In December 2010, the FASB issued ASU 2010-28, “Intangibles - Goodwill and Other (ASC Topic 350): When to Perform Step 2 of the Goodwill Impairment Test for Reporting Units with Zero or Negative Carrying Amounts.” The amendments in this ASU modify Step 1 of the goodwill impairment test for reporting units with zero or negative carrying amounts. For those reporting units, an entity is required to perform Step 2 of the goodwill impairment test if it is more likely than not that a goodwill impairment exists. In determining whether it is more likely than not that a goodwill impairment exists, an entity should consider whether there are any adverse qualitative factors indicating that an impairment may exist. The qualitative factors are consistent with the existing guidance and examples, which require that goodwill of a reporting unit be tested for impairment between annual tests if an event occurs or circumstances change that would more likely than not reduce the fair value of a reporting unit below its carrying amount. For public entities, the amendments in this ASU were effective for fiscal years, and interim periods within those years, beginning after December 15, 2010. This guidance was effective for the Company in the first quarter of fiscal 2012 and did not have any impact on its condensed consolidated financial statements as the Company does not have any reporting units with net carrying values at or below zero.
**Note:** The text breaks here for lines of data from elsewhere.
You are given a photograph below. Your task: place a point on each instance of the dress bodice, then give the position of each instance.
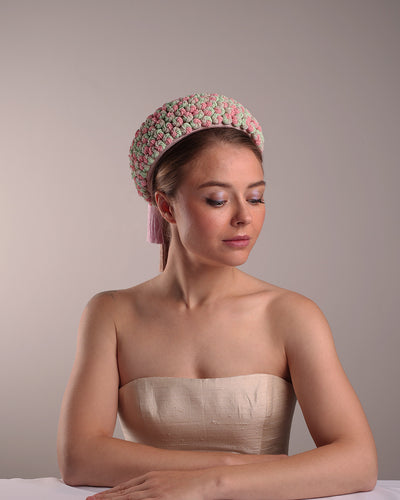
(244, 414)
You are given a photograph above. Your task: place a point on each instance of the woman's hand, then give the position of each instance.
(163, 485)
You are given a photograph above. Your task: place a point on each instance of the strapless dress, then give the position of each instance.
(243, 414)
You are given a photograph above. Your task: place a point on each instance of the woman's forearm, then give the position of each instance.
(108, 461)
(334, 469)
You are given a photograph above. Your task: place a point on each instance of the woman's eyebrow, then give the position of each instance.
(226, 185)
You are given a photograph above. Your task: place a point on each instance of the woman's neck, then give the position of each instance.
(196, 284)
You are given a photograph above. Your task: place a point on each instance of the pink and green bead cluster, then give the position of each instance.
(176, 119)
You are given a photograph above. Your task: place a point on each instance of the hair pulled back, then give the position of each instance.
(170, 169)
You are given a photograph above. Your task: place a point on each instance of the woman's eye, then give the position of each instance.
(215, 203)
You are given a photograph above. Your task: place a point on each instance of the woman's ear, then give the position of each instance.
(164, 206)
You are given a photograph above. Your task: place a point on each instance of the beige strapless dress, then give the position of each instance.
(243, 414)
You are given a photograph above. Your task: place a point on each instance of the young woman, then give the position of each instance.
(204, 362)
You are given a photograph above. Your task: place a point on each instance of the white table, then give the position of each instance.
(51, 488)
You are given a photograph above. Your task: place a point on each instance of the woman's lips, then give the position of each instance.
(238, 241)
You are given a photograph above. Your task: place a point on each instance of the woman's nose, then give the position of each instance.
(241, 215)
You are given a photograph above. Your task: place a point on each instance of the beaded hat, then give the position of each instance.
(172, 122)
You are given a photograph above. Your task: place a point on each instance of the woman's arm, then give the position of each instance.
(345, 458)
(87, 451)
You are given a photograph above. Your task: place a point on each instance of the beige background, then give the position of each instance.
(78, 78)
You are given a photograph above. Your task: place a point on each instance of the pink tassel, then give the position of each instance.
(154, 225)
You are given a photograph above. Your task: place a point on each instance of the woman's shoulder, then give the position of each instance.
(282, 302)
(117, 301)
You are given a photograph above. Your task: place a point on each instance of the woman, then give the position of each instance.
(204, 362)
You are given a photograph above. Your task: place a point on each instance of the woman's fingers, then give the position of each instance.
(135, 485)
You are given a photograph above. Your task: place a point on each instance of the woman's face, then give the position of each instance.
(219, 206)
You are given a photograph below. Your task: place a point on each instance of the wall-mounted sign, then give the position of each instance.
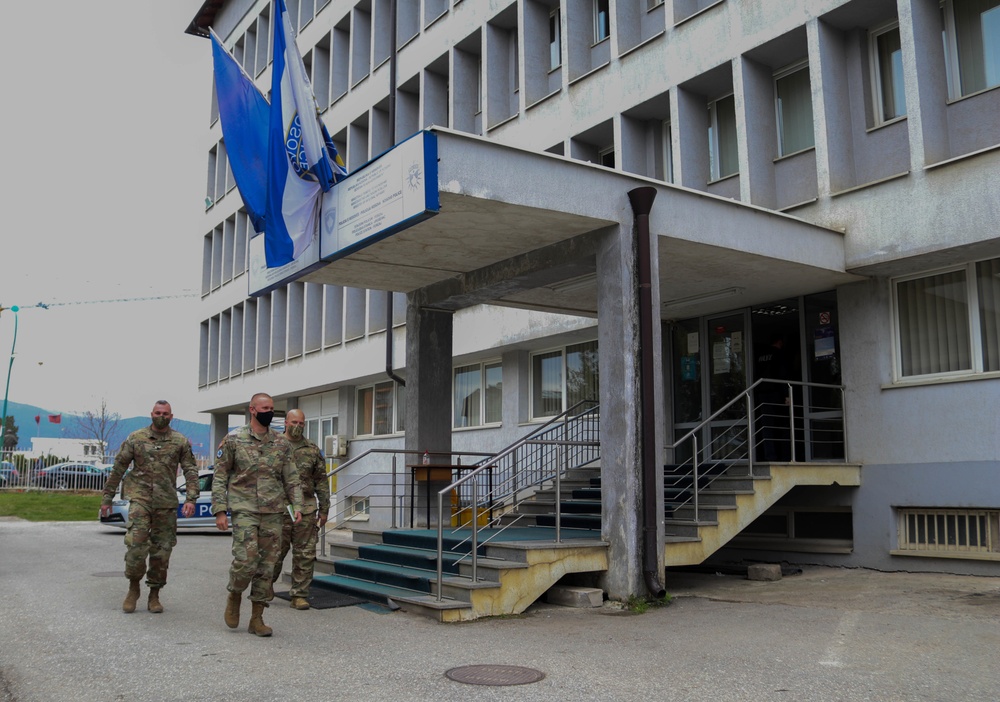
(386, 195)
(391, 193)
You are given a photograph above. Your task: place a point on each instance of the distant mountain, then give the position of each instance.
(69, 427)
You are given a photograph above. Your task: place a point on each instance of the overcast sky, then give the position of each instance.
(103, 169)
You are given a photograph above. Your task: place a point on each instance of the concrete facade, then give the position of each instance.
(533, 249)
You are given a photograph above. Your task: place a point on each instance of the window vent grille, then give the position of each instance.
(949, 530)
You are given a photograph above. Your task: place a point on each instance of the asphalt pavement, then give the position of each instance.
(823, 634)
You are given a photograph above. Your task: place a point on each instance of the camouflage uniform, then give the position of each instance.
(151, 488)
(302, 536)
(256, 478)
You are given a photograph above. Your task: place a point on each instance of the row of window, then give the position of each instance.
(449, 91)
(948, 322)
(560, 379)
(287, 323)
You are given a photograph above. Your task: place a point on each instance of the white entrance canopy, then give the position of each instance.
(520, 228)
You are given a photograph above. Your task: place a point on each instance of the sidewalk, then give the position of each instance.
(826, 634)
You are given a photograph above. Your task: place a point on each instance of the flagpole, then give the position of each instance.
(393, 51)
(10, 366)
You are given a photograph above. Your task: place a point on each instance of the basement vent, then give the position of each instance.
(945, 532)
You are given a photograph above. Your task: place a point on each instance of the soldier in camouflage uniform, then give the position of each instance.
(255, 478)
(151, 487)
(302, 537)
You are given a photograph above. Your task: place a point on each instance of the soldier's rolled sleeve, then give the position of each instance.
(293, 484)
(220, 482)
(322, 484)
(122, 462)
(189, 466)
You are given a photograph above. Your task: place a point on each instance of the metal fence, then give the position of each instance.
(22, 469)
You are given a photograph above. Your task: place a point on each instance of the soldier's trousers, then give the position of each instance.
(301, 538)
(151, 533)
(256, 542)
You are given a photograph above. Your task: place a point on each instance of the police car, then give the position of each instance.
(201, 519)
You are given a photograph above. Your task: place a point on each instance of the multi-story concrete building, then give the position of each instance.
(825, 172)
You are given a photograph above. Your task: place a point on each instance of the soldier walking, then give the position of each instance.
(302, 537)
(255, 477)
(151, 486)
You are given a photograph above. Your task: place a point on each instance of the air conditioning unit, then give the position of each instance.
(335, 445)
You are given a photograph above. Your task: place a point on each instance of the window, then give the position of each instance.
(972, 40)
(887, 64)
(722, 153)
(793, 102)
(602, 21)
(606, 157)
(477, 395)
(319, 428)
(947, 532)
(378, 412)
(555, 40)
(948, 322)
(360, 507)
(560, 379)
(668, 153)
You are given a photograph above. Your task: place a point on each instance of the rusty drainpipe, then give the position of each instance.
(641, 200)
(392, 137)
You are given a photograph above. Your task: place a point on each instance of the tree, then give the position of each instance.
(102, 426)
(10, 437)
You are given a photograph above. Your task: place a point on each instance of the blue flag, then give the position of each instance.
(244, 113)
(301, 160)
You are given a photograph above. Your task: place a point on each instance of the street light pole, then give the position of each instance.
(3, 427)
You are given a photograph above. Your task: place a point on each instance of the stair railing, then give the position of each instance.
(571, 439)
(362, 484)
(741, 446)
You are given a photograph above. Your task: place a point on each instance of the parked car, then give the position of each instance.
(201, 519)
(71, 476)
(8, 474)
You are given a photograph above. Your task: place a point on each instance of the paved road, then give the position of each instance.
(827, 634)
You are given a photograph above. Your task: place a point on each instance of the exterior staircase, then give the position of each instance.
(520, 559)
(513, 570)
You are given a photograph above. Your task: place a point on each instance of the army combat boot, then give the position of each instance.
(233, 610)
(132, 597)
(257, 625)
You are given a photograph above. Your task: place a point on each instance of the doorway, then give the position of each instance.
(715, 358)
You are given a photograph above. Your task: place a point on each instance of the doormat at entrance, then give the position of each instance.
(325, 599)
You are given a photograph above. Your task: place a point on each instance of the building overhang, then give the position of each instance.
(520, 228)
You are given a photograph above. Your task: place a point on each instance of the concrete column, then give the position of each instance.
(428, 395)
(621, 410)
(218, 427)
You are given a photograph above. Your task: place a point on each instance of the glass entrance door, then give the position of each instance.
(714, 359)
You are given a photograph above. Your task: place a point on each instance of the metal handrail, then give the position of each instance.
(747, 396)
(395, 453)
(488, 464)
In January 2010, the FASB issued ASU 2010-06, “Fair Value Measurements and Disclosures (ASC Topic 820): Improving Disclosures about Fair Value Measurements” (ASU 2010-06). This ASU amends ASC Topic 820 to require an entity to: 1) disclose separately the amounts of significant transfers in and out of Level 1 and Level 2 fair value measurements and describe the reasons for the transfers; and 2) present separate information for Level 3 activity pertaining to gross purchases, sales, issuances, and settlements. The Company adopted the new disclosure requirements in the third quarter of fiscal 2010, except for the disclosures about purchases, sales, issuances and settlements in the Level 3 reconciliation, which was effective for fiscal years beginning after December 15, 2010, and for interim periods within those fiscal years, which was the Company's first quarter of fiscal 2012. The adopted disclosures have been provided in Note 5.